In [1]:
from google.colab import drive
drive.mount('/content/drive')

Mounted at /content/drive


# Your Title Here

**Name(s)**: Ananya Krishnan, John Wesley Pabalate

**Website Link**: (your website link)

In [2]:
import pandas as pd
import numpy as np
from pathlib import Path

import plotly.express as px
pd.options.plotting.backend = 'plotly'

#from dsc80_utils import * # Feel free to uncomment and use this.

## Step 1: Introduction

## Step 2: Data Cleaning and Exploratory Data Analysis

In [3]:
#JohnWesley's Directory
#recipes = pd.read_csv('/Users/johnwesleypabalate/Desktop/dsc80-2025-wi/projects/project04/data/RAW_recipes.csv')

#Ananya's Directory
# recipes = pd.read_csv('/Users/ananyakrishnan/Downloads/DSC80/projects/project04/data/RAW_recipes.csv')
# recipes.head()

#Colab Directory
recipes = pd.read_csv('/content/RAW_recipes.csv')
recipes.head()

FileNotFoundError: [Errno 2] No such file or directory: '/content/RAW_recipes.csv'

In [None]:
recipes.shape

In [None]:
#JohnWesley's Directory
#reviews = pd.read_csv('/Users/johnwesleypabalate/Desktop/dsc80-2025-wi/projects/project04/data/RAW_interactions.csv')

#Ananya's Directory
# reviews = pd.read_csv('../DSC80/projects/project04/data/RAW_interactions.csv')
# reviews.head()

#Colab Directory
reviews = pd.read_csv('/content/interactions.csv')
reviews.head()

In [None]:
reviews.shape

Let us now merge recipes and ratings into one comprehensive dataset.

In [None]:
recipe_ratings = recipes.merge(reviews, left_on = 'id', right_on = 'recipe_id', how="left")
recipe_ratings.head()

In [None]:
recipe_ratings.shape

In [None]:
#Missingness Analysis Purposes
merged_df = recipe_ratings.copy()
merged_df

Let us replace all 0s in the ratings column with NaN values. The 0 represents no rating given, but it will influence any calculations we perform with the ratings. We also calculate the average ratings for each recipe and store it in `avg_recipe_rating`. We will then add it as a column to recipe_reviews.

In [None]:
recipe_ratings.loc[recipe_ratings['rating'] == 0, 'rating'] = np.nan
avg_recipe_rating = recipe_ratings.groupby('recipe_id')['rating'].mean()

In [None]:
recipe_ratings = recipe_ratings.merge(avg_recipe_rating.reset_index().rename(columns={'rating': 'avg_rating'}), on = 'recipe_id')

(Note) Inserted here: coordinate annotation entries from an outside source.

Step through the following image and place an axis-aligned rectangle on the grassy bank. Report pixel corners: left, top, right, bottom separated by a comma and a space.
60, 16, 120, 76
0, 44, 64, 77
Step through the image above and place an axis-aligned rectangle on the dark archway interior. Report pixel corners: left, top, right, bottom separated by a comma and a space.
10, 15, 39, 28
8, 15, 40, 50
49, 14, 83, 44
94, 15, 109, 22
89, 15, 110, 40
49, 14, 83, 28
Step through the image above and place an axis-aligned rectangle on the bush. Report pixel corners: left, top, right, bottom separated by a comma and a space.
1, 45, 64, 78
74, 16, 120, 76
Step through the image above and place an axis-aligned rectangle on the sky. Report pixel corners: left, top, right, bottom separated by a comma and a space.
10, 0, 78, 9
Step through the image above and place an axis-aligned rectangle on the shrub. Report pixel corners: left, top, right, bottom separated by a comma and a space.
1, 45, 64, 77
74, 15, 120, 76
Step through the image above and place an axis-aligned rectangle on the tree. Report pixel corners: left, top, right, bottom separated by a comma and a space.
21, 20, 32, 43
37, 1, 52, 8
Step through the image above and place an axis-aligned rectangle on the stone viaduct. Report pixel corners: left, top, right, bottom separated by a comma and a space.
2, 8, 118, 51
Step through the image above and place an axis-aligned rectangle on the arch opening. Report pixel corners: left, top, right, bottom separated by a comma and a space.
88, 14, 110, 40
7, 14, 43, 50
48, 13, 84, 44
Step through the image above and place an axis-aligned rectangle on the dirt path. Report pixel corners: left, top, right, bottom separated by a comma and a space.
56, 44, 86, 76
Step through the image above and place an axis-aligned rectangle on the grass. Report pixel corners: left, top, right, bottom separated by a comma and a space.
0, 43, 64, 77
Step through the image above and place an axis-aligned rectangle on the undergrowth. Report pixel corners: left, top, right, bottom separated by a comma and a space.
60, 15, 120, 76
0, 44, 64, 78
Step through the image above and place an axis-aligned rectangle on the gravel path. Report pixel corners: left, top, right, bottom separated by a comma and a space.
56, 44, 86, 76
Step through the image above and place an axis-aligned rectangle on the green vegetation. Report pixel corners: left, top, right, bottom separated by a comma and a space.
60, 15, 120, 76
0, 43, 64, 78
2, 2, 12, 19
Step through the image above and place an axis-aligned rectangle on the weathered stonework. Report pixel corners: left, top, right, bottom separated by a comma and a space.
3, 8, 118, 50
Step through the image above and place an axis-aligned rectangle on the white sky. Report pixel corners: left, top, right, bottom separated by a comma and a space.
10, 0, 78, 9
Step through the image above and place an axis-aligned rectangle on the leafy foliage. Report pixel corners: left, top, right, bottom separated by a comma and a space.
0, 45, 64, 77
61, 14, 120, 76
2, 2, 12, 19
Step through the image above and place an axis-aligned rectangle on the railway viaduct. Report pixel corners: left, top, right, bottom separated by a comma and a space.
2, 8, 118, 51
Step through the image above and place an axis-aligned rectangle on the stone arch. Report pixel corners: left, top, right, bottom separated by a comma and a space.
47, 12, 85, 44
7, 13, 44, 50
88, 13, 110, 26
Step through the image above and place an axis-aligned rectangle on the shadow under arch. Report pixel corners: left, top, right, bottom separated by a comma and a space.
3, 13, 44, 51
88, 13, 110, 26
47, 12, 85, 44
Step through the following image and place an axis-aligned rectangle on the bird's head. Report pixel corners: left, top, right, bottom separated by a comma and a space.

There are many columns not relevant to our question, so we will retain only the columns related to recipe id, nutrition information and ratings.

In [None]:
recipe_ratings = recipe_ratings[['id', 'rating', 'avg_rating', 'nutrition']]
recipe_ratings = recipe_ratings.rename(columns = {'id': 'recipe_id'})

Let us now look at the columns we have and clean them up one by one.

In [None]:
recipe_ratings.dtypes

We observe that `nutrition` actually contains strings formatted to look like lists, so let us convert it to real lists.

In [None]:
recipe_ratings['nutrition'] = recipe_ratings['nutrition'].str.strip('[').str.strip(']').str.replace("'", "").str.split(', ')

The `nutrition` column now contains lists of values. Let us separate each value into its respective category - `'calories'`, `'total_fat'`, `'sugar'`, `'sodium'`, `'protein'`, `'saturated_fat'` and `'carbohydrates'`. We can then drop the `nutrition` column.

In [None]:
categories = ['calories', 'total_fat', 'sugar', 'sodium', 'protein', 'saturated_fat', 'carbohydrates']
recipe_ratings = recipe_ratings.assign(
    **{category: pd.to_numeric(recipe_ratings['nutrition'].str[i], errors='coerce') for i, category in enumerate(categories)}
)
recipe_ratings = recipe_ratings.drop(columns = ['nutrition'])

Let us now look at our cleaned dataset:

In [None]:
recipe_ratings.isna().sum(axis = 0)

In [None]:
recipe_ratings.describe()

The nutritional values seem to have abnormally high max values despite a reasonable mean. Let us look at the rows with high protein or high carbohydrate values

In [None]:
recipe_ratings[(recipe_ratings['protein'] > 200) | (recipe_ratings['carbohydrates'] > 200)]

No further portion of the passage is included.